Weitere Vinylquellen sprudelten in den sozialistischen Bruderländern. So gab es Veröffentlichungen in Bulgarien, Ungarn, der Tschechoslowakei, Polen und der UdSSR. Als Beispiele seien hier Vinyl-Veröffentlichungen der MELODIA genannt. Diese gab es teilweise in der DDR zu kaufen oder wurden von Reisen aus der UdSSR mitgebracht. Veröffentlichungen zum Beispiel aus Bulgarien vom Label Balkanton waren jedoch zu DDR-Zeiten keine gefragten Sammelobjekte, da sowohl Cover- wie Vinylqualität weit hinter dem Standard der DDR Label ETERNA, AMIGA oder LITERA rangierte, wie an der 1986iger Ausgabe von Madonna „Like a Virgin“ deutlich zu sehen ist.
Viele Lizenzveröffentlichungen der AMIGA hingegen genießen bei Sammlern hohe Anerkennung, da die sorgfältige Arbeit in den Tonstudios und bei der Fertigung im Presswerk in Potsdam-Babelsberg hohen Anforderungen genügten.
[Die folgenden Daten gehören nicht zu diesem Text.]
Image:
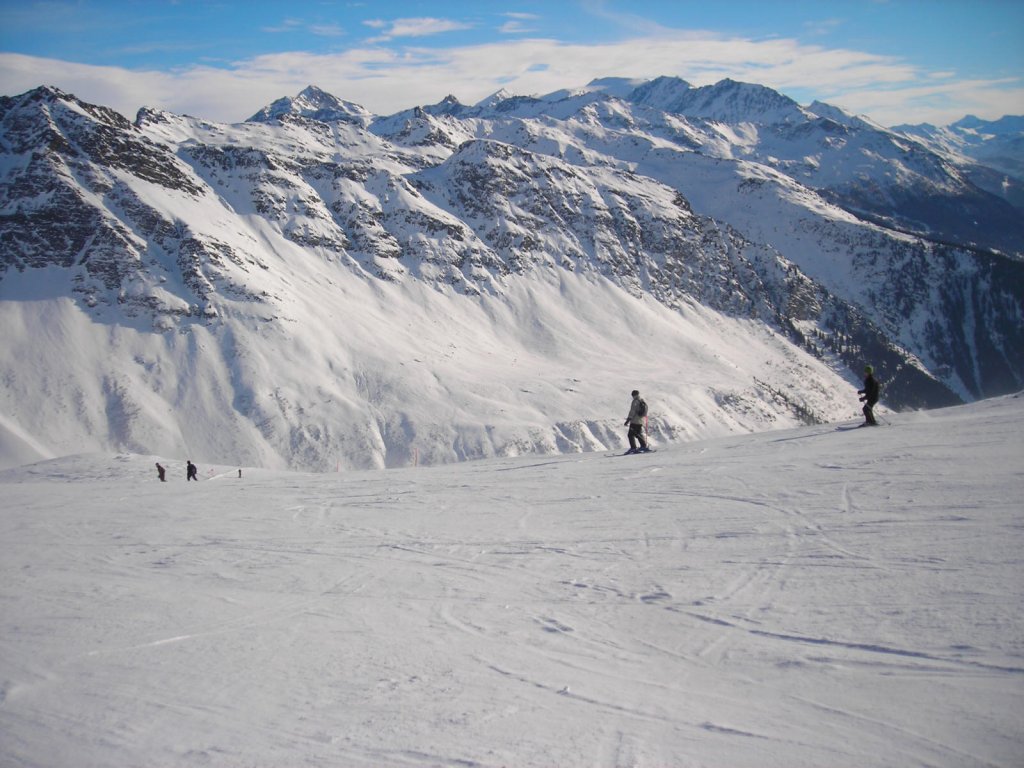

Alben in herausragender klanglicher Qualität wurden vor allem Ende der 1980iger gefertigt, wie zum Beispiel:
Paus Simon „Graceland“, Peter Gabriel „So“, Tracy Chapman „Tracy Chapman“, Tanita Tikaram „Ancient Heart“ und Neil Young „Harvest“.
So richtig nahm meine Vinylsucht dann erst nach der Wende Fahrt auf. Auf einmal war die Musikauswahl unüberschaubar groß und es gab Musik zu entdecken von der ich auch bei SFB, RIAS und co. noch nicht gehört hatte. Dazu vielleicht später mehr!